Шура чуть с ума не сошла и… до сих пор не может себе простить, что первой мыслью при известии о гибели дочери была такая: порвалась единственная ниточка, связывающая нас.

Это потом уже осталось одно горе и чуть не убило ее.

— Ладно, Сережа, я всё понимаю. Как ты мог при такой беде не вернуться к ней?

— Я переехал в Магадан, она взяла сюда назначение — требовались квалифицированные врачи. Она терапевт и кардиолог… И последнее, мы не регистрировались, но она при разводе оставила мою фамилию. Так что для всех мы — супруги Неклонские… А сейчас идем ко мне.

— Хочешь познакомить с супругой?

— Я забыл тебе сказать, она в Москве. На курсах повышения квалификации кардиологов. Проходит стажировку в какой-то клинике.

Мне не очень хотелось идти к ним на квартиру, видеть следы присутствия Шуры. Но, как это ни странно, именно этого я там не увидела. Ни малейшего следа ее индивидуальности, словно Сергей жил один. Чисто, аккуратно, но на всем отпечаток личности Сергея Неклонского. Словно она там и не жила, даже книги по медицине не бросались в глаза, они были сложены на самых нижних полках стеллажей.

— Она тебя боится?

— Боится, что я уеду.

— О господи, живет, как на вулкане! Да успокой ты ее раз и навсегда.

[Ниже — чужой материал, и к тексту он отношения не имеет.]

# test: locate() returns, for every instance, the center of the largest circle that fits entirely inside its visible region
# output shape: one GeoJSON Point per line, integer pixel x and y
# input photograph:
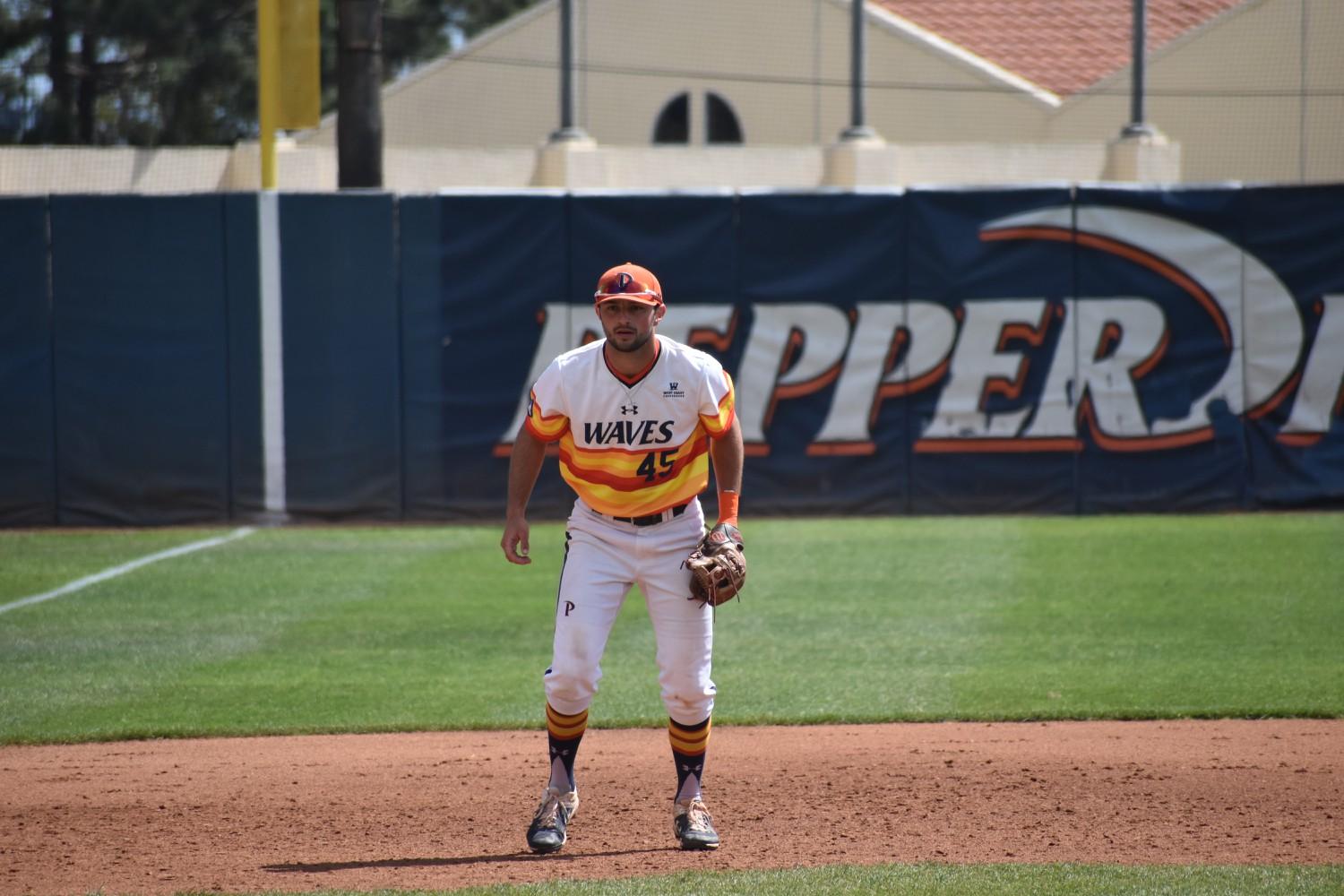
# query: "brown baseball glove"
{"type": "Point", "coordinates": [718, 567]}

— Я не знал, что тебя встречу, и сказал ей, что теперь вряд ли куда уеду, но я не могу лгать, что я люблю ее, да в этом женщину и не обманешь. Я ее никогда не любил и никогда не полюблю… Ты, наверное, проголодалась? — вдруг спросил он. — Подожди минут десять, я принесу обед из ресторана, это у нас близко — на углу….

Он быстро сходил за обедом, и мы поели, потом сварили себе кофе и выпили по стакану кофе со сливками. Потом уселись рядом на диван, держась за руки.

— Теперь рассказывай о себе, а я буду слушать, — сказал Сергей.

Я рассказала об аресте, о допросах, как я рассказывала женщинам в бараке. И он невольно улыбнулся.